Hello, LibreOffice is still using the following dependency https://mvnrepository.com/artifact/org.apache.ant/ant-apache-log4j/1.10.9 that has some known vulnerability issues from its dependencies, so no direct issues. If I remove it, will LibreOffice continue to work properly? Should remove its dependencies too? Is there any way to use another logger like logback? Thanks
Stephan: taking a look at configure.ac, I noticed "NEED_ANT" var which takes the value TRUE to build Hsqldb, Jfreereport or Rhino if they're not provided by system. I also noticed ant_minver=1.6.0 (line 13599) but even we force the use of last known version 1.10.12, there are still CVEs, see https://mvnrepository.com/artifact/org.apache.ant/ant-apache-log4j/1.10.12 Any thoughts here?
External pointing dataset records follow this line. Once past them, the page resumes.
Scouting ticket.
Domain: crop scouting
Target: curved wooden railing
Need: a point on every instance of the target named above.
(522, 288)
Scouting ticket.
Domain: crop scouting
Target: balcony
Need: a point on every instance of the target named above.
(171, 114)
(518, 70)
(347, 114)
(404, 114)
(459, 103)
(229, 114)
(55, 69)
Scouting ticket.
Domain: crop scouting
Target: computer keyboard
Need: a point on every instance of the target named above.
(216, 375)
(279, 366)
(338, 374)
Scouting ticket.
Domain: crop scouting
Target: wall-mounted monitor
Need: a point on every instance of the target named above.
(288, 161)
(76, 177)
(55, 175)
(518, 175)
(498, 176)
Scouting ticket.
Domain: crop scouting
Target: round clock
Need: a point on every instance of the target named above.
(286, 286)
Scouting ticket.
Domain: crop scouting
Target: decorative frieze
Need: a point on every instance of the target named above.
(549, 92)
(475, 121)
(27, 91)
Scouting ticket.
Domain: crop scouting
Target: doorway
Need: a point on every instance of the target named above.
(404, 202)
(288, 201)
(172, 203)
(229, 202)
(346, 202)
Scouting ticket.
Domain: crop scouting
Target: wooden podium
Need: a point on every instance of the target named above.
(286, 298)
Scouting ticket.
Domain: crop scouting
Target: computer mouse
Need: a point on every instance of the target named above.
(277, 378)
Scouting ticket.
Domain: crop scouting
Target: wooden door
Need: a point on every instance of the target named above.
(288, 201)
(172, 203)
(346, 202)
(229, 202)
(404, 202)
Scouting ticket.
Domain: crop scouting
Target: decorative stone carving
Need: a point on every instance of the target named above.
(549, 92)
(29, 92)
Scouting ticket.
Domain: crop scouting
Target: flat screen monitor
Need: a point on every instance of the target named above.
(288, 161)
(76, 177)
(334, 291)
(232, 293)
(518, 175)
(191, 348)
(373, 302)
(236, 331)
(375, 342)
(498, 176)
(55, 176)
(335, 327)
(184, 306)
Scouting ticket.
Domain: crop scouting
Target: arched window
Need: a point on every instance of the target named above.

(In reply to Ghazi Triki from comment #0) > LibreOffice is still using the following dependency > > https://mvnrepository.com/artifact/org.apache.ant/ant-apache-log4j/1.10.9 I wouldn't know how LibreOffice would be using that, neither at build nor at run time. Can you be more specific? (And whatever "the server" is that you would want to delete something from.) As Julien explains, LibreOffice may need an externally-provided ant, of some minimum version, at build time. Everything else is beyond what LibreOffice does or should care about.